本・花・鳥(ほん・か・どり)

本とか植物とか野鳥とか音楽とか

徳川三国志/柴田錬三郎

江戸幕府の体制が固まり始めた三代将軍家光の時代に、改易などの厳しい取り締まりで不平分子をつぶしてきた松平伊豆守信綱(知恵伊豆)、巷にあふれる浪人を糾合して牙を研いでいる由比正雪、戦国気分を引きずり、我こそは将軍位を継ぐべきだと考えている紀伊頼宣の三派の争いを、それぞれに味方する忍びたちの暗躍も交えて活写する痛快時代小説である。

昨今でこそ、有能かつ真摯さのある政治家として描かれることもある知恵伊豆だが、ちょっと前までは冷酷卑怯な切れ者能吏という描き方が多かったように思う。
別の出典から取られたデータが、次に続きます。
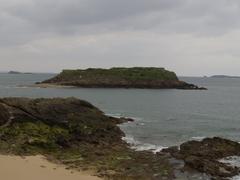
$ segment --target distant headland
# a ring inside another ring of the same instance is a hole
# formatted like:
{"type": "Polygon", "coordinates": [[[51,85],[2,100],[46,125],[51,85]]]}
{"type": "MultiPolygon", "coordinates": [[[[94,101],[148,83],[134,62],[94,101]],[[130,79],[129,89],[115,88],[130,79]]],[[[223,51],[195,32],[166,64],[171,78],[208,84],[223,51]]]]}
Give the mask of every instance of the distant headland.
{"type": "Polygon", "coordinates": [[[86,88],[206,89],[180,81],[174,72],[155,67],[63,70],[57,76],[39,82],[37,85],[86,88]]]}
{"type": "Polygon", "coordinates": [[[211,78],[240,78],[240,76],[214,75],[211,78]]]}
{"type": "Polygon", "coordinates": [[[8,74],[33,74],[30,72],[9,71],[8,74]]]}

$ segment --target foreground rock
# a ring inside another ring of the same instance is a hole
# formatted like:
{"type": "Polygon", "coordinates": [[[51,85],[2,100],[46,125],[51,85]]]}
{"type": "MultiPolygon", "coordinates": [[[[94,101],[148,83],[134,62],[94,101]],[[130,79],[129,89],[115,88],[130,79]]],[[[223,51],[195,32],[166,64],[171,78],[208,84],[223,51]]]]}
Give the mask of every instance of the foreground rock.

それがここでは、剣も使えれば肝も太い、なかなか魅力的なキャラクターになっている。

信綱に味方するのは服部一夢斎一味で、服部一族ながら、公儀隠密とは一線を画しているグループだが、鴉の甚兵衛という飄々とした忍者が楽しい。紀伊頼宣に付くのは根来衆由比正雪の張孔堂一味には山者一族と、忍者同士のチャンチャンバラバラも本書の大きな魅力だ。

ただ、知恵伊豆の行動にぶれが見られたり、三すくみの描き方に緻密さがなかったり、そのあたりが不満と言えば不満である。しかし、やはりシバレンの小説は面白い。

多分20年以上前に読んでいると思うのだが、久々の再読なので内容はすっかり忘却の彼方、 初めて読む気分で楽しんだ(笑)。